Die Inflation sank schneller als erwartet
In den Industrieländern sank die Inflation schneller als erwartet und markiert damit einen neuen Wendepunkt im Kampf der Zentralbanken gegen die Inflation.
Das Verbraucherpreiswachstum in Großbritannien, den USA und Europa hat sich abgekühlt. Dies weckt die Befürchtung, dass die Zentralbanken im nächsten Jahr auf die Bremse treten und mit Zinssenkungen beginnen könnten.
Experten halten dies für ein willkommenes Zeichen angesichts der sich abschwächenden Weltwirtschaft und weckt die Aussicht auf eine „sanfte Landung“ nach einem Zyklus kontinuierlicher Zinserhöhungen in der letzten Zeit. Darüber hinaus steht auch die europäische Wirtschaft am Rande einer Rezession.
Auch bei US-amerikanischen und europäischen Staatsanleihen zeigt sich Abkühlungstendenzen, da die Anleger davon ausgehen, dass die Zinssätze in naher Zukunft sinken werden.

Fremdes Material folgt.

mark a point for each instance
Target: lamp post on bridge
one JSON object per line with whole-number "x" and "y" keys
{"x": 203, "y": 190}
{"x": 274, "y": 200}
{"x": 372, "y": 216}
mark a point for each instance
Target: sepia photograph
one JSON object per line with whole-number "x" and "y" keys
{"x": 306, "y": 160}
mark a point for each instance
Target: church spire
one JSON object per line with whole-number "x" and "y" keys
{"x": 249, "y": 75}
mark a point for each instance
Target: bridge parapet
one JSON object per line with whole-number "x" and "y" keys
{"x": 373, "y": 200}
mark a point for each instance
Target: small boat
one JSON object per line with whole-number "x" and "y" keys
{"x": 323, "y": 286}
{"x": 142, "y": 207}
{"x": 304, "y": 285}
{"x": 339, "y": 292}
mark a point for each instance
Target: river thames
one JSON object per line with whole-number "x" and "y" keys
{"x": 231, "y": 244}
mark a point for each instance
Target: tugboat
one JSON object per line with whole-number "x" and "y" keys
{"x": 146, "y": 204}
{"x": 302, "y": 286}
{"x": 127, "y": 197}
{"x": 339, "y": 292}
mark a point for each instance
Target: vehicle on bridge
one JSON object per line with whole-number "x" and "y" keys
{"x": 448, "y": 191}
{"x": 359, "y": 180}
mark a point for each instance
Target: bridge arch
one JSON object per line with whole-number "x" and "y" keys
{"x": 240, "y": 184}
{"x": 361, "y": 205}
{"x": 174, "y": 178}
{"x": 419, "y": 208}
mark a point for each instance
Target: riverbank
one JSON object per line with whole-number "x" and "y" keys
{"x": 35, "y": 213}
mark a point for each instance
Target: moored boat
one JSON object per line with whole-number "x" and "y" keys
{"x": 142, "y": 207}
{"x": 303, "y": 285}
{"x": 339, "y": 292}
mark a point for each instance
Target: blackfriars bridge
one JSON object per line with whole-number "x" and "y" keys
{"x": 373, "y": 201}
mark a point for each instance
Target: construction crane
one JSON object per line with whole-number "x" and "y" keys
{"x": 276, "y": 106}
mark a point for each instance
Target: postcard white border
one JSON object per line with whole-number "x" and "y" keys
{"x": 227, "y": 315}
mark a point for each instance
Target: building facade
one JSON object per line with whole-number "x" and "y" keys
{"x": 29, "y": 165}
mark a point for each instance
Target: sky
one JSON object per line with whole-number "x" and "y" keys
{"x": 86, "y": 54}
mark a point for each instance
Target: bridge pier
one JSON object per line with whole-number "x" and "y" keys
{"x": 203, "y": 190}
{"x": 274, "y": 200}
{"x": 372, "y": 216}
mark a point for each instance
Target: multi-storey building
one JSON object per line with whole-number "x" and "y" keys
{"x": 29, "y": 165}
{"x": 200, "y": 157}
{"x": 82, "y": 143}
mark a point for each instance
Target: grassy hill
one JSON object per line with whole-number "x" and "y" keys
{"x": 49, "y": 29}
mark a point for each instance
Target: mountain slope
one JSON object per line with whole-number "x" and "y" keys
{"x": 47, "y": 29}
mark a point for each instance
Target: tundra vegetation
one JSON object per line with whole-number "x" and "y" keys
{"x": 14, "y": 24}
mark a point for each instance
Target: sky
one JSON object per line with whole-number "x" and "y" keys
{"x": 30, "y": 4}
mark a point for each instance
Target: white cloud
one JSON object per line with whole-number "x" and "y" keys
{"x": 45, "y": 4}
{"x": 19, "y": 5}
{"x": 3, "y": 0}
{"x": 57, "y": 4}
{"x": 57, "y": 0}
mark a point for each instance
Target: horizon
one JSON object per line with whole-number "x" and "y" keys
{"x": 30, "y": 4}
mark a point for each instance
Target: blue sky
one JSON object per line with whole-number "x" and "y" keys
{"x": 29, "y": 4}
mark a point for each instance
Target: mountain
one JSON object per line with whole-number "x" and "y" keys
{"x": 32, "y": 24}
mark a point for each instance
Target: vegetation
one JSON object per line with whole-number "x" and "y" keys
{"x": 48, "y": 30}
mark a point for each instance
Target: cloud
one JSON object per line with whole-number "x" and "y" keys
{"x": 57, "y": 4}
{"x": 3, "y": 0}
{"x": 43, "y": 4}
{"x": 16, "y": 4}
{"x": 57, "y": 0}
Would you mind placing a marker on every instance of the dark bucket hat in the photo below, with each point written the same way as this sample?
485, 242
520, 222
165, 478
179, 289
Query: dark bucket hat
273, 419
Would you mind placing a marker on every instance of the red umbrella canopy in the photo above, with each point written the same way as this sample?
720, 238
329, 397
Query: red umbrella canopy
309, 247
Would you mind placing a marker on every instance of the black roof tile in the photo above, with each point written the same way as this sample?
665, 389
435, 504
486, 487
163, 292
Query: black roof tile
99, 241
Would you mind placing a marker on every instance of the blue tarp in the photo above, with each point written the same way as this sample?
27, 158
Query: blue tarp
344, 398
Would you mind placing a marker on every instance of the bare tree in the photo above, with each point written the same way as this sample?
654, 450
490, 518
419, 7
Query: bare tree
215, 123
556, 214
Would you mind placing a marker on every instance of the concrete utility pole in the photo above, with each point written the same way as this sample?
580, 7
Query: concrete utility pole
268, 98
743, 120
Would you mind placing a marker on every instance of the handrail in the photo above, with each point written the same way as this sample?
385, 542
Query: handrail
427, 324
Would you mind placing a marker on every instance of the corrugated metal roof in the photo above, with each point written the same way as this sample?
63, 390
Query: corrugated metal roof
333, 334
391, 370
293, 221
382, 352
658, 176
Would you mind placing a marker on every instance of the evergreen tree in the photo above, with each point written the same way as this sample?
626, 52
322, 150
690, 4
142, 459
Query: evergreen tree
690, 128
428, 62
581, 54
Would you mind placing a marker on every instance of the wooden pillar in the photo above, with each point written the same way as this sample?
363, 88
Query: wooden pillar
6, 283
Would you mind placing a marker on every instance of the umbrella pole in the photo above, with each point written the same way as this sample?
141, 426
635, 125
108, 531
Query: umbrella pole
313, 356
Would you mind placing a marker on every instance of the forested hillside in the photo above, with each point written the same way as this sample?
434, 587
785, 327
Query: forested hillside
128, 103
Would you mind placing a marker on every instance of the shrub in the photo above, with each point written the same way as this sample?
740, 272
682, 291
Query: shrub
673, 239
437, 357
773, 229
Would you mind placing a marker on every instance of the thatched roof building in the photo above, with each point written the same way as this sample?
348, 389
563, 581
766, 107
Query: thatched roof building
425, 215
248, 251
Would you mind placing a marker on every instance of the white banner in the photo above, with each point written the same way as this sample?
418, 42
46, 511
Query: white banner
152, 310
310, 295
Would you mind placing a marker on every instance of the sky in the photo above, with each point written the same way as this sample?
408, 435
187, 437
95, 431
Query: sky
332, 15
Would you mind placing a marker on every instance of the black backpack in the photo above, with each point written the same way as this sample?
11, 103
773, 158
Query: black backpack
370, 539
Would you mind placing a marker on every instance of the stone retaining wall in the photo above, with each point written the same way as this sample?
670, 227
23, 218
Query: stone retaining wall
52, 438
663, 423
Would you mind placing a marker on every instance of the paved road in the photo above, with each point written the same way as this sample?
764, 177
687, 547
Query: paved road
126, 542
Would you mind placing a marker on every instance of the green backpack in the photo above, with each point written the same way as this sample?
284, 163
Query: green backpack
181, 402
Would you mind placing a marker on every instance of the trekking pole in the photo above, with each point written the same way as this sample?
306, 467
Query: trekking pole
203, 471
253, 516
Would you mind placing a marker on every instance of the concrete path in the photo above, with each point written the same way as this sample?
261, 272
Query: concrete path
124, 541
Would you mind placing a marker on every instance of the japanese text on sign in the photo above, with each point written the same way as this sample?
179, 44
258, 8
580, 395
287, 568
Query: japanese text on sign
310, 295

„Dies ist eindeutig ein Wendepunkt für die Inflation“, sagte Stefan Gerlach, ehemaliger stellvertretender Gouverneur der irischen Zentralbank, dem Wall Street Journal . „Die Anleger könnten überrascht sein, wie schnell die Zentralbanken die Zinsen im nächsten Jahr senken werden, möglicherweise um 1,5 Prozentpunkte.“
Das Verbraucherpreiswachstum in Großbritannien, den USA und Europa hat sich abgekühlt, was die Erwartung weckt, dass die Zentralbanken „auf die Bremse treten“ und im nächsten Jahr mit der Senkung der Zinssätze beginnen könnten (Foto: Shutter Stock).

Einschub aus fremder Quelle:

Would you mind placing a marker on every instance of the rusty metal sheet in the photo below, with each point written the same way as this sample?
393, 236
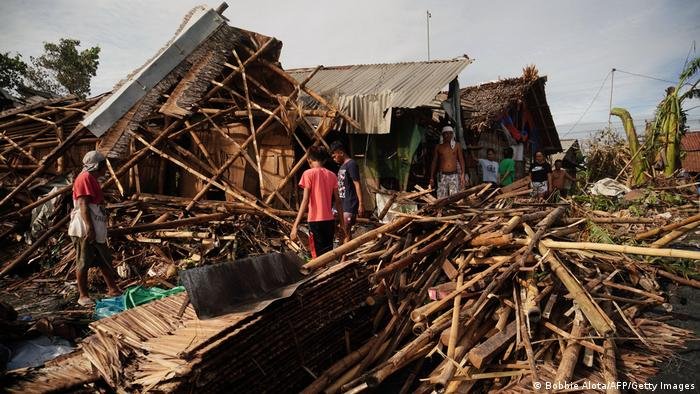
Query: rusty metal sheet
243, 285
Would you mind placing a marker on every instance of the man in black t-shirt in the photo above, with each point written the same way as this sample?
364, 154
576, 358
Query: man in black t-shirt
540, 176
349, 187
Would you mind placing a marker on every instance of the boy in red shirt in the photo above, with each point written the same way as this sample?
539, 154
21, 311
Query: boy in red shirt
320, 188
88, 227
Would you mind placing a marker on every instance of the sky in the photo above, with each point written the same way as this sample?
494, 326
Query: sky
575, 44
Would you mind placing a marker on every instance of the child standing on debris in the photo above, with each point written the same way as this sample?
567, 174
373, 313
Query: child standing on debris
320, 188
559, 178
88, 227
489, 168
349, 188
448, 158
540, 176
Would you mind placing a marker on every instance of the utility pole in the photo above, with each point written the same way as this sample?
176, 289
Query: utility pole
427, 22
612, 85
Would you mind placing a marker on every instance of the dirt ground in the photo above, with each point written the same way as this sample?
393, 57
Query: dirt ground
685, 368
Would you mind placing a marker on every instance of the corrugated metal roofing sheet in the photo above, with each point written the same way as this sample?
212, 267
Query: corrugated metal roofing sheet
691, 141
197, 29
367, 92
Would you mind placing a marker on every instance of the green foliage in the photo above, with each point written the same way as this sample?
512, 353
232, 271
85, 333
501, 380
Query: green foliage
598, 234
11, 71
665, 133
685, 268
597, 203
606, 155
63, 68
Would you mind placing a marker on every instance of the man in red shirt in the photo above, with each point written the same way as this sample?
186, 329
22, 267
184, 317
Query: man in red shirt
320, 188
88, 227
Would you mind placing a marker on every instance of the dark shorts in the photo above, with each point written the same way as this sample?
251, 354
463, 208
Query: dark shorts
91, 254
321, 239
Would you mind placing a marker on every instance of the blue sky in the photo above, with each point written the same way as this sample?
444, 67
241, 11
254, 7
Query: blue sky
574, 43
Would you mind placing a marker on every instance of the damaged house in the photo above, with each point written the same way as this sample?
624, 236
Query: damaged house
394, 105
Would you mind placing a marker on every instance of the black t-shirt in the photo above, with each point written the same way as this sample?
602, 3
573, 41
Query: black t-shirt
538, 172
349, 172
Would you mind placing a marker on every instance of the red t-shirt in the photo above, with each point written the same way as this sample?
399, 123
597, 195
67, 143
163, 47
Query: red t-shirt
86, 185
321, 183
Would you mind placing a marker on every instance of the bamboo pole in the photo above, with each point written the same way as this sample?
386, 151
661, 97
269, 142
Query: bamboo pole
668, 227
326, 128
681, 254
683, 281
246, 156
251, 123
595, 315
454, 328
226, 190
610, 367
422, 313
338, 368
406, 261
44, 163
36, 245
164, 225
201, 193
141, 153
19, 148
569, 357
673, 235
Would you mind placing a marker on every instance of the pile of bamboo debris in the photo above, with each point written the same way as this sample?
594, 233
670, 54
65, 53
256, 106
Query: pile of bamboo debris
483, 294
225, 123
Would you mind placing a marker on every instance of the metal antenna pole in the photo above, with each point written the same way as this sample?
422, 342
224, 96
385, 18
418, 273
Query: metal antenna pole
612, 85
427, 21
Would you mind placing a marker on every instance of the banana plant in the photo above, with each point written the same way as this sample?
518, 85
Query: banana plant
669, 125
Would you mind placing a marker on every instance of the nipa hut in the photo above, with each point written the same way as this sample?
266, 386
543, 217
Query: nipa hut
509, 113
394, 106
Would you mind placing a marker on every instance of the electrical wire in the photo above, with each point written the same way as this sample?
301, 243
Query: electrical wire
646, 76
589, 105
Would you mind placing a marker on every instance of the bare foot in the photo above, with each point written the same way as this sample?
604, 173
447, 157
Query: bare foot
86, 302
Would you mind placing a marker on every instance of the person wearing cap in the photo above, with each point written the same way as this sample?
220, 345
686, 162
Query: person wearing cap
448, 158
88, 227
349, 188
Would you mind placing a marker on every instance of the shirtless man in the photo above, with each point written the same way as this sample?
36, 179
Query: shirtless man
449, 156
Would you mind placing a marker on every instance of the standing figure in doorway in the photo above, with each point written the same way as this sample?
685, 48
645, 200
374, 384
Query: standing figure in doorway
560, 178
448, 158
540, 176
489, 168
349, 188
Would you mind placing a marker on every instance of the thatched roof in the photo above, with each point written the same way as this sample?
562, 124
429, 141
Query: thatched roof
484, 105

Der starke Rückgang der Inflation weltweit verdeutlicht auch die Faktoren, die die Preise in die Höhe getrieben haben, insbesondere im Zuge der Covid-19-Pandemie und des Russland-Ukraine-Konflikts.
Diese Faktoren führen zu Störungen der globalen Lieferketten, einem Personalabbau und steigenden Energiepreisen, insbesondere in Europa. Dieser Inflationsdruck hat inzwischen nachgelassen.
Die Inflation wird auch durch angebotsseitige Faktoren angetrieben, wie etwa das Konjunkturpaket der US-Regierung in Milliardenhöhe sowie die aufgestaute Nachfrage und die Ersparnisse der Verbraucher während der Pandemie.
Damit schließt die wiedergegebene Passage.